As a student researcher at LROC, I (Steven Koeber) mosaic images from the Narrow-Angle Cameras (NACs) and the Wide-Angle Camera (WAC). Mosaics are composed of several individual images that are stitched together, permitting an investigator to explore the geophysical and compositional properties of the lunar surface on a global or regional scale. NAC and WAC mosaics are produced using a specialized image-processing package called ISIS, the Integrated System for Imagers and Spectrometers. ISIS has the unique capability for processing data from several NASA spacecraft missions, including the Lunar Reconnaissance Orbiter (LRO).
Mosaics are processed in ISIS in four stages. The first stage prepares the individual images for processing in ISIS by adding ancillary information, such as the spacecraft’s altitude, time of observation, spacecraft location relative to the Moon and other pertinent data required to rectify an image.
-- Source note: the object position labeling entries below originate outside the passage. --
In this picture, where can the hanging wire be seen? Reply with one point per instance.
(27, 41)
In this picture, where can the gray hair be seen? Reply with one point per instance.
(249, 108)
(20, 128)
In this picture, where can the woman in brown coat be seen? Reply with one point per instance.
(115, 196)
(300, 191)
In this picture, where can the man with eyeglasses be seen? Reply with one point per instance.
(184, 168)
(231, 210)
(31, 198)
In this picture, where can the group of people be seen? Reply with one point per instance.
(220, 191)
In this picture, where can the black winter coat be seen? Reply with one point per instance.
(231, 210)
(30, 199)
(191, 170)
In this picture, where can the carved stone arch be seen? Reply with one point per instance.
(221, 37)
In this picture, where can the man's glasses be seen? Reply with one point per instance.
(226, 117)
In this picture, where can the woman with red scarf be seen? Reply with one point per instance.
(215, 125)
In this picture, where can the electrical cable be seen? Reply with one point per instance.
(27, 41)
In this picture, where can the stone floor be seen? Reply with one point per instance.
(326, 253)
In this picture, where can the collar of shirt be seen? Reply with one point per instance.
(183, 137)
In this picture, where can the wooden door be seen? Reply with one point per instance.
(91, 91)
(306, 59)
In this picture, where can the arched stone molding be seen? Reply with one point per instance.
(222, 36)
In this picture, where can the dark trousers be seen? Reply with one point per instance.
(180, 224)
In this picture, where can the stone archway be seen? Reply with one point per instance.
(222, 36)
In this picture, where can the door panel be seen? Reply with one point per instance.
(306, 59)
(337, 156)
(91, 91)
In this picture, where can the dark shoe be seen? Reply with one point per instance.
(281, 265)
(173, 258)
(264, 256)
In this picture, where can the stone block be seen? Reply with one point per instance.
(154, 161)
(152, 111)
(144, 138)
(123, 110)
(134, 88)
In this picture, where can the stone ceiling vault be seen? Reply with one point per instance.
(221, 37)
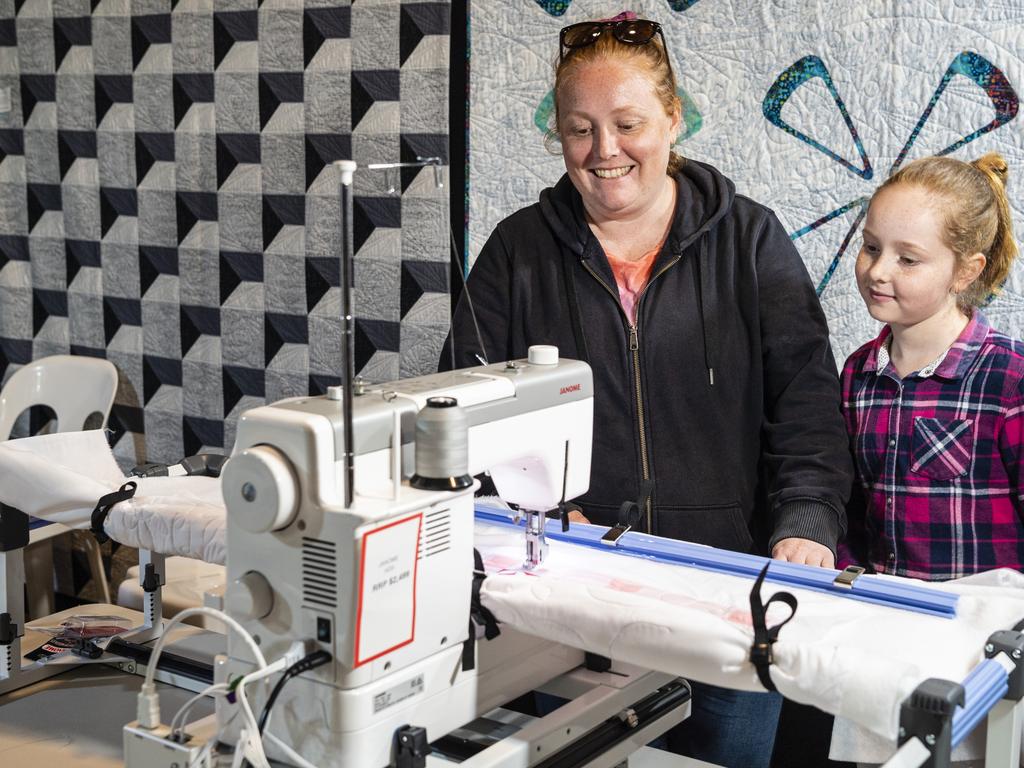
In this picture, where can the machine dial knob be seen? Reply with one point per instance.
(250, 596)
(260, 489)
The second stage removes instrumental artifacts such as dust located on the camera CCD or bad (noisy) pixels to produce an “ideal” image of the surface.
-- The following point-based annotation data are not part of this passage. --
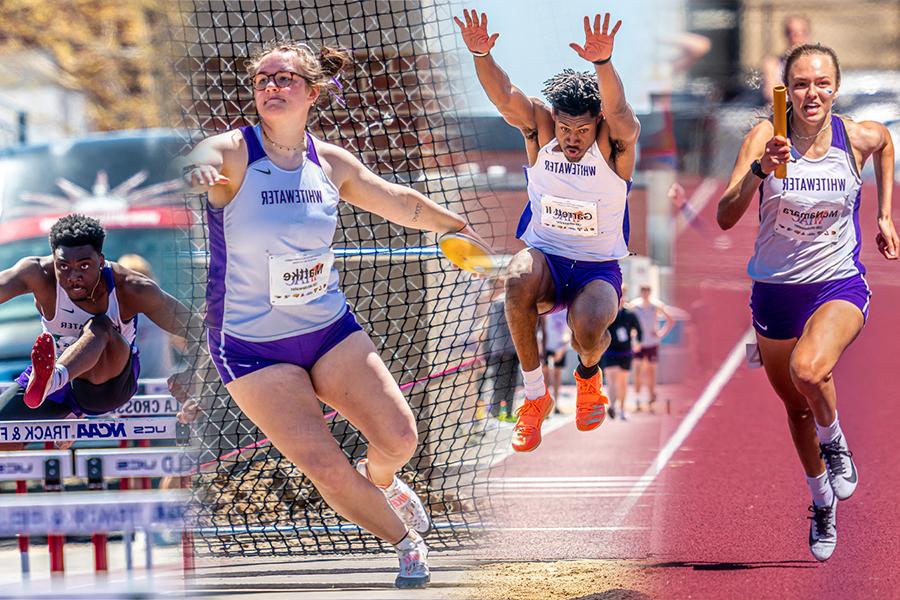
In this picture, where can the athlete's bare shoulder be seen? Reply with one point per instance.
(338, 163)
(545, 126)
(37, 270)
(865, 136)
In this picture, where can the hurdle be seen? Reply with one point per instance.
(94, 465)
(82, 513)
(50, 466)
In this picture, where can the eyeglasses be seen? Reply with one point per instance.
(280, 79)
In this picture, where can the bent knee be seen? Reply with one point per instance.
(401, 442)
(799, 415)
(326, 474)
(808, 371)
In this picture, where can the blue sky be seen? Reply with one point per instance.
(535, 36)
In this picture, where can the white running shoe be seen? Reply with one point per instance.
(413, 555)
(841, 469)
(823, 530)
(404, 502)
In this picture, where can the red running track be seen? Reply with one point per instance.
(733, 521)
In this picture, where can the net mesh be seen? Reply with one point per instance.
(434, 326)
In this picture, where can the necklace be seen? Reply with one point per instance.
(290, 149)
(813, 136)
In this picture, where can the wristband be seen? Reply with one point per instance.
(756, 169)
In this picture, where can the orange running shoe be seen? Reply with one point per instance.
(590, 403)
(527, 432)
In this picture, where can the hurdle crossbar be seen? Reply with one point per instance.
(136, 462)
(60, 430)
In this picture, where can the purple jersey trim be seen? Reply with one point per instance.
(255, 151)
(311, 150)
(218, 261)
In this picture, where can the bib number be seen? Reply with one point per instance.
(573, 217)
(803, 222)
(297, 279)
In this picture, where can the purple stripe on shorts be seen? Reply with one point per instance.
(235, 357)
(781, 310)
(570, 276)
(856, 248)
(254, 148)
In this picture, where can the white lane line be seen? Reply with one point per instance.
(608, 478)
(715, 385)
(569, 486)
(605, 528)
(512, 498)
The third stage simultaneously corrects for camera distortions and maps the image to a selected projection. A map projection displays the spherical surface of the Moon on a plane. Images obtained near the north or south poles are often mapped in a polar stereographic projection, while an image near the equator could be projected in simple cylindrical or Mercator projection.
In the final stage, ISIS generates a blank image that represents the regional or global area that all the individual images cover. Then those images are moved one-by-one into the “blank image” to create the final mosaic. Depending on the size and desirable resolution of the mosaic, the entire process can take only five minutes or several days. Providing the science team with quality mosaics of the Moon to analyze is my priority.